Army scientists and industry collaborators have successfully protected laboratory animals from lethal hantavirus disease using a novel approach that combines DNA vaccines and duck eggs. The work appears in a recent edition of the online scientific journal PLoS ONE, published by the Public Library of Science.
According to first author Jay W. Hooper of the U.S. Army Medical Research Institute of Infectious Diseases (USAMRIID), this is the first time that the DNA vaccine/duck egg system has been shown to produce an antiviral product capable of protecting against hantavirus disease.
Hantavirus causes a condition known as hantavirus pulmonary syndrome (HPS), which has a case fatality rate of 35-40 percent. Currently there are no vaccines, prophylactics, or therapeutics to prevent or treat this highly pathogenic disease.
In this study, the research team used a hamster model of Andes virus, which is the predominant cause of HPS in South America and the only hantavirus known to be transmitted person-to-person. Infection of Syrian hamsters with Andes virus, as demonstrated in earlier studies at USAMRIID, results in a disease that closely mimics human HPS in incubation time, symptoms of respiratory distress, and disease pathology. This makes it an ideal system for evaluating the feasibility of postexposure protection strategies.

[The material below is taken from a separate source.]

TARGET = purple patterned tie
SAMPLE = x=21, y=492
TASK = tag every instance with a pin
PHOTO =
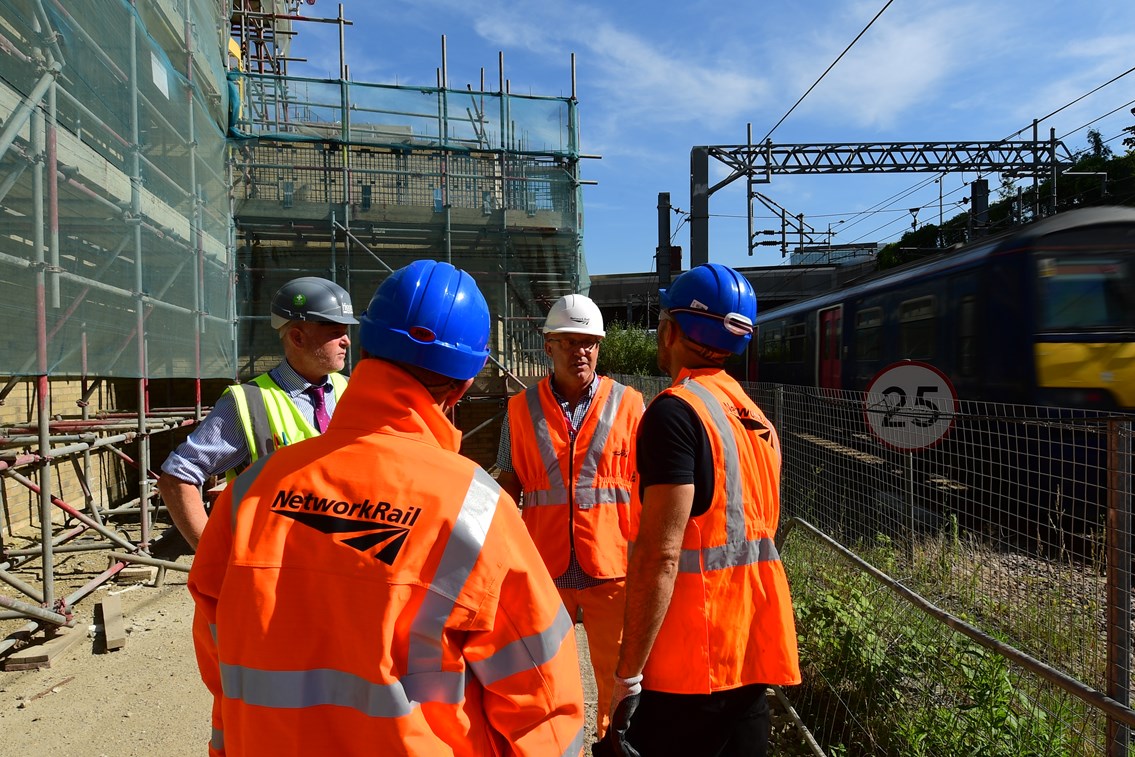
x=317, y=400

Collaborating with Aldevron of Fargo, N.D. and the Universidad del Desarrollo in Santiago, Chile, Hooper and his team first evaluated a natural product, human polyclonal antibody, which was obtained as fresh frozen plasma (FFP) from a patient who survived HPS. Their results indicate that FFP shows promise as a post-exposure preventive treatment for HPS.

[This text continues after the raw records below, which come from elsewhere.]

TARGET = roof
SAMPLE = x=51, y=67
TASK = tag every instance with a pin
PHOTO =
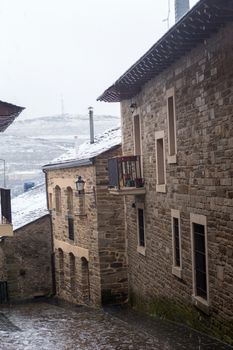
x=87, y=152
x=8, y=113
x=29, y=206
x=205, y=18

The team then vaccinated ducks with a DNA vaccine against Andes virus. This vaccine, initially developed and tested at USAMRIID, uses genetic material, or DNA, that encodes a specific hantavirus gene to elicit an immune response in the recipient.
Next, they purified an antibody called IgY from the yolks of the duck eggs. This purified IgY, as well as a similar version produced in duck eggs, was capable of neutralizing Andes virus when tested in cell culture. More importantly, it also protected Syrian hamsters from lethal HPS—even when administered as a single injection several days after the hamsters had been exposed to a lethal dose of virus.
The work demonstrates the feasibility of using DNA vaccine technology, coupled with the duck/egg system, to manufacture a product that could supplement or replace FFP. Furthermore, the new approach can be scaled as needed and eliminates the necessity of using blood products from HPS survivors, which may be in limited supply.
According to Hooper, another advantage of this technique is that duck IgY naturally loses a part of the antibody that has been associated with “serum sickness” when animal antibodies have been used in humans, making the product potentially less reactogenic.
“This antiviral product, if fully developed and manufactured, has the potential to be used in future outbreak situations,” Hooper said. “It also could be used to treat health care workers and others who have close contact with HPS patients.”
In addition, the authors suggest, the flexibility of the DNA vaccine/duck egg system could be applied to the production of antibodies against other infectious agents and toxins.